I am incredibly disappointed in Lego’s recent decision to lay off 1,400 staff even tough they have near-record profits. Here are the facts:
- Lego’s revenue fell 5 percent in the first half of 2017 to 14.9 billion Danish kroner ($2.38 billion) compared with 15.7 billion Danish kroner in H1 2016.
- Net profit came in at 3.4 billion Danish kroner, compared with the first half of 2016’s 3.5 billion Danish kroner.
- They will therefore lay off 1,400 people – approximately 8% of the workforce.
Normally in a situation like this, I’d suspect leadership of doing layoffs to placate stockholders, but Lego is privately owned, so that’s clearly not the case here.
Crucially, the company is not losing money. In fact, even though sales have fallen slightly, profits are essentially constant and at near-record levels for the company, so it’s hard to see exactly what motivates this move.
What has really surprised me is that there has been no pushback or criticism from the financial press. It makes you wonder: What kind of a business climate are we living in when this kind of decision is met with nothing but approval from all observers?

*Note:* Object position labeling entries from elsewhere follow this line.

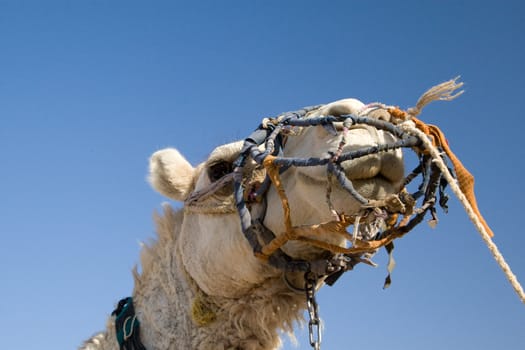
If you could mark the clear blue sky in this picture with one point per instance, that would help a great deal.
(89, 89)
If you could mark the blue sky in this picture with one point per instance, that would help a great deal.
(89, 89)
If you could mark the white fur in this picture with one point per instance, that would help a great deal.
(202, 254)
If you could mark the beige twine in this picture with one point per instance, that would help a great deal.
(444, 92)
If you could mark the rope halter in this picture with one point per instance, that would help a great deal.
(399, 212)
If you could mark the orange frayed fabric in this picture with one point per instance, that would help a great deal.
(464, 177)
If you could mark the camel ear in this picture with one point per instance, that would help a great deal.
(171, 174)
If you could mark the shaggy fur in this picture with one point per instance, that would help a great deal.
(201, 259)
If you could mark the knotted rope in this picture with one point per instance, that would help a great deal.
(433, 139)
(428, 141)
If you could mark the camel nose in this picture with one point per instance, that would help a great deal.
(389, 165)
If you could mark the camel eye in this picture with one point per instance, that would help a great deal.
(218, 170)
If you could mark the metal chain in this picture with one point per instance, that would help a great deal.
(314, 323)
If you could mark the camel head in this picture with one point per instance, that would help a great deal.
(213, 241)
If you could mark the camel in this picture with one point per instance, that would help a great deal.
(204, 285)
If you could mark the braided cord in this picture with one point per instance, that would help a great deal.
(468, 208)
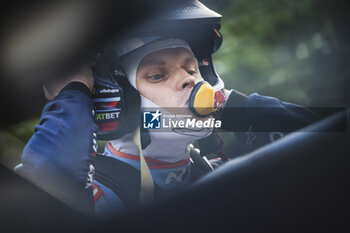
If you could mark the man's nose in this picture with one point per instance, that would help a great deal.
(184, 80)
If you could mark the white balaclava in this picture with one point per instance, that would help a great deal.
(171, 146)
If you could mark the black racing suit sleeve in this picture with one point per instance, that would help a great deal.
(258, 120)
(59, 156)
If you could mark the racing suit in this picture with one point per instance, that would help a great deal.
(60, 155)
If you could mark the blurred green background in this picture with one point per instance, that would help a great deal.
(296, 51)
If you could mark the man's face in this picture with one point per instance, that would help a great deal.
(167, 77)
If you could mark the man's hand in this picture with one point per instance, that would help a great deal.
(83, 75)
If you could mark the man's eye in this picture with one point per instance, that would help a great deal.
(156, 77)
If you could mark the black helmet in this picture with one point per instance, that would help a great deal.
(191, 21)
(188, 20)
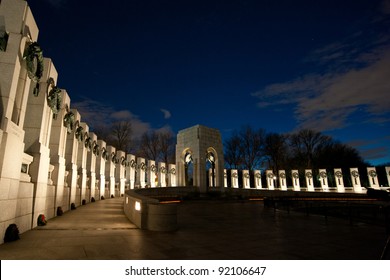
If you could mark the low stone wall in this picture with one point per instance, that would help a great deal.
(142, 207)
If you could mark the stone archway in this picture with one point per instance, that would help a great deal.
(200, 142)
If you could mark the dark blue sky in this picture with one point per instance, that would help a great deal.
(277, 65)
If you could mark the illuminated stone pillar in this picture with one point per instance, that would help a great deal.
(234, 178)
(211, 176)
(92, 156)
(323, 178)
(355, 178)
(172, 175)
(295, 180)
(110, 172)
(101, 168)
(246, 184)
(338, 177)
(225, 178)
(82, 165)
(257, 181)
(140, 175)
(282, 180)
(37, 127)
(151, 170)
(71, 159)
(131, 170)
(162, 174)
(373, 178)
(309, 180)
(57, 153)
(120, 173)
(270, 179)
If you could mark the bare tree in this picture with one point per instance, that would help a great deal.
(167, 146)
(149, 145)
(246, 148)
(305, 143)
(276, 150)
(232, 151)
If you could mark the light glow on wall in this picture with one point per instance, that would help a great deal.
(137, 206)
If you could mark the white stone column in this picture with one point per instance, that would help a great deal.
(257, 181)
(210, 178)
(309, 180)
(110, 172)
(225, 178)
(131, 170)
(323, 178)
(246, 184)
(71, 159)
(234, 178)
(373, 178)
(14, 91)
(120, 172)
(140, 176)
(295, 180)
(282, 180)
(101, 168)
(37, 129)
(92, 156)
(152, 170)
(355, 178)
(162, 174)
(172, 175)
(82, 164)
(338, 177)
(270, 179)
(57, 154)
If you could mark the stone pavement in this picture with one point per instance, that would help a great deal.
(207, 230)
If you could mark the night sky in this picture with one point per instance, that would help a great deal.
(277, 65)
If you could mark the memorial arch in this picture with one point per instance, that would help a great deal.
(196, 148)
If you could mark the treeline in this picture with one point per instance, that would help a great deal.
(250, 149)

I’m sure no one at Lego or in the financial press cares the slightest bit what I think, but I thought it was important that someone speak out against this kind of leadership. Hence this article.

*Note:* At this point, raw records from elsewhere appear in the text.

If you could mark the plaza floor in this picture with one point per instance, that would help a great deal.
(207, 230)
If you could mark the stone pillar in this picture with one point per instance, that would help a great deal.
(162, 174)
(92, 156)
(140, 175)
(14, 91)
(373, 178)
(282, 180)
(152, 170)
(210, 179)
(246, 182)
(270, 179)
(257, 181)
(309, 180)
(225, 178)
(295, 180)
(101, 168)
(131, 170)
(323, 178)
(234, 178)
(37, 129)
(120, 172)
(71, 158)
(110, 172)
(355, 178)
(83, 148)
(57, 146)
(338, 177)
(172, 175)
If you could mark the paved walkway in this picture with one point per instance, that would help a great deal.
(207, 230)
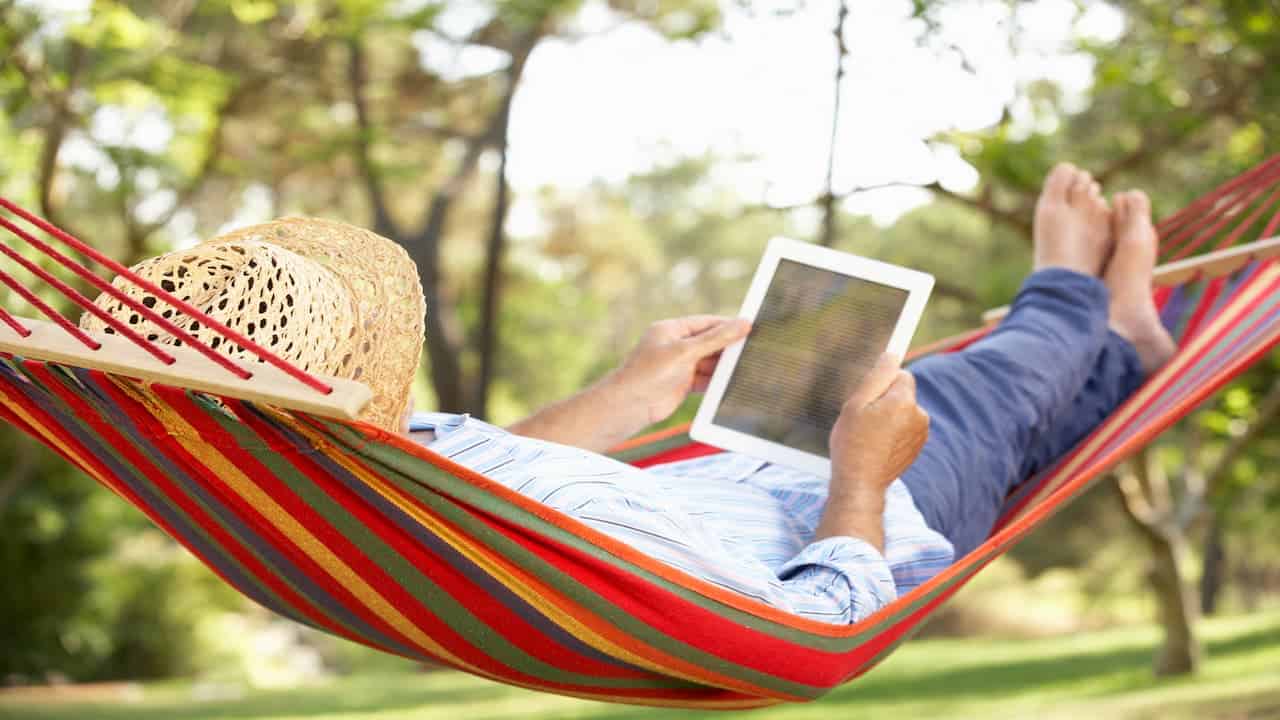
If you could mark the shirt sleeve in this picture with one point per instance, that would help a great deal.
(837, 580)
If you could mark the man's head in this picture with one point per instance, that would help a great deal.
(329, 297)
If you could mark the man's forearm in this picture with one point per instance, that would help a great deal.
(595, 419)
(856, 513)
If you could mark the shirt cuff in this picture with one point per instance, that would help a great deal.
(440, 423)
(849, 570)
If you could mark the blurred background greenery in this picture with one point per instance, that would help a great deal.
(565, 172)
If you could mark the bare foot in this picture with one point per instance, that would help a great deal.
(1133, 314)
(1072, 222)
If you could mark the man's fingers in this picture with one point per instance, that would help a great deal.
(877, 381)
(720, 337)
(901, 391)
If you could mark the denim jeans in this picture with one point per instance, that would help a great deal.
(1009, 405)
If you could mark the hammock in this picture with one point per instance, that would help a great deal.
(371, 537)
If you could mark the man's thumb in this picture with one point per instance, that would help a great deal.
(721, 336)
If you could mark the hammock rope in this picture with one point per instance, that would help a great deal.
(361, 533)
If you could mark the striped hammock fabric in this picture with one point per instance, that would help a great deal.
(368, 536)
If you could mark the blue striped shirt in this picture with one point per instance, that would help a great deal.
(728, 519)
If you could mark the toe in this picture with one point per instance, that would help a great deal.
(1079, 191)
(1119, 209)
(1059, 182)
(1142, 204)
(1138, 217)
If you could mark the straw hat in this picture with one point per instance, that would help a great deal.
(329, 297)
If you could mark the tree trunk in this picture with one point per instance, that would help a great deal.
(1182, 651)
(496, 246)
(1215, 566)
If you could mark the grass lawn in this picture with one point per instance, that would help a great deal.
(1096, 677)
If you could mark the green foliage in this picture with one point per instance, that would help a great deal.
(1096, 675)
(90, 592)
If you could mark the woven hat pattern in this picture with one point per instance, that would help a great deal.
(330, 297)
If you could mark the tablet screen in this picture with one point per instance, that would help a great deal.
(817, 333)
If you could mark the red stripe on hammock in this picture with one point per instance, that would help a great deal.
(1168, 381)
(329, 536)
(170, 490)
(439, 570)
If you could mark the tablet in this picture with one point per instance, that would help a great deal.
(821, 319)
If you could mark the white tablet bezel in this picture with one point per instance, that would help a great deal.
(917, 285)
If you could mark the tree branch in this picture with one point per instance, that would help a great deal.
(828, 200)
(1016, 220)
(359, 80)
(488, 346)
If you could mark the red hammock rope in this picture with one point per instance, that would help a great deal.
(160, 294)
(83, 301)
(1191, 228)
(1197, 209)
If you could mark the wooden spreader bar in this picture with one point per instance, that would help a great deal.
(191, 369)
(1180, 272)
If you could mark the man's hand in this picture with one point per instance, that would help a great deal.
(880, 433)
(673, 359)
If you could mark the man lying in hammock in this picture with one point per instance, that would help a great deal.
(901, 501)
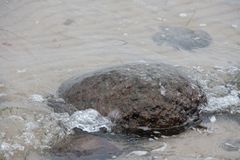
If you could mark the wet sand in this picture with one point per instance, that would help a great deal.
(43, 43)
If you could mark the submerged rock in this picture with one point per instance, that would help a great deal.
(182, 38)
(138, 97)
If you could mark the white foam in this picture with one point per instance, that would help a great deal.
(221, 103)
(88, 120)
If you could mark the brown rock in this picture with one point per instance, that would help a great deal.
(155, 96)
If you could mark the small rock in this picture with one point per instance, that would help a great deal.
(183, 15)
(202, 25)
(234, 26)
(161, 149)
(36, 98)
(138, 153)
(3, 94)
(213, 119)
(21, 70)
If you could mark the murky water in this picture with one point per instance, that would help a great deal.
(43, 43)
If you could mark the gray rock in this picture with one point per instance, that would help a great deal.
(135, 96)
(182, 38)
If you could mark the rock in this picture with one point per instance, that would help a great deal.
(138, 153)
(182, 38)
(154, 96)
(231, 145)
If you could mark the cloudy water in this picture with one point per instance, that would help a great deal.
(43, 43)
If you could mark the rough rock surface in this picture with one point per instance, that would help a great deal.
(138, 96)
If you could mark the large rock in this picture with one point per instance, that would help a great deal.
(138, 96)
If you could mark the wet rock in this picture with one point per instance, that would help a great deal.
(231, 145)
(151, 96)
(182, 38)
(84, 147)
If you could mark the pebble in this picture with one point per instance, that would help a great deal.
(202, 25)
(161, 149)
(213, 119)
(36, 98)
(234, 26)
(21, 70)
(2, 85)
(138, 153)
(183, 15)
(3, 94)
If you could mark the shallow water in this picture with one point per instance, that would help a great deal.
(43, 43)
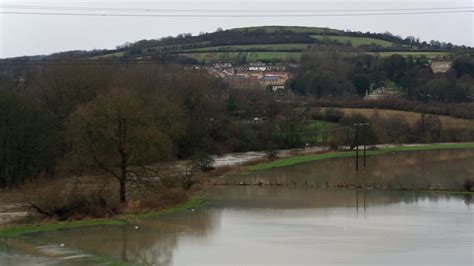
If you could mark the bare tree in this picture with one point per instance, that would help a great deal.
(117, 134)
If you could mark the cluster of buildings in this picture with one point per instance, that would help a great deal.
(252, 76)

Lego´s chairman of the board and former CEO, Jørgen Vig Knudstorp, says that the layoffs come because the company has become too big and complicated:
The way we do business, the way we do our marketing, the way we do our market management, but also how we run the whole administration of the company unfortunately has become too complicated as we’ve grown the company massively over the past 12 to 13 years.
That’s what’s really hindering us in executing in a strong way – as we used to – and therefore we are finding it harder to grow in some of our very well penetrated and established markets.
But if the organization has become too complex, you don’t fix that just by laying people off – you do that by fixing the organization. In that context layoffs may even be counter-productive. Trying to streamline your organization becomes a lot harder when you’re simultaneously laying off 8% of your staff and dealing with the ensuing organizational and psychological fallout.
Mostly I’m disappointed with the attitude towards employees revealed by this decision. Layoffs carry huge psychological costs for both those who lose their jobs and for those who remain and therefore they should be a last resort when all other options are not sufficient. In this case, lego clearly had many, many other options.
I see this move as a huge lost opportunity for Lego. They could have cemented their reputation as a good workplace that can handle a minor drop in sales and profits in a way that doesn’t make staff pay the price.
As a consequence, I have removed all mentions of Lego from my next book, Leading with Happiness. I’d included them in a couple of places as an example of a company where leadership cares deeply about its people – this is clearly not the case any more.
What should they have done instead? In my next book I share the story about a tech company that lost half their revenue and found a way to come out stronger and more profitable without laying off a single person. If a company can do that when it’s very survival is threatened, Lego could definitely have done something similar when they’re still incredibly profitable.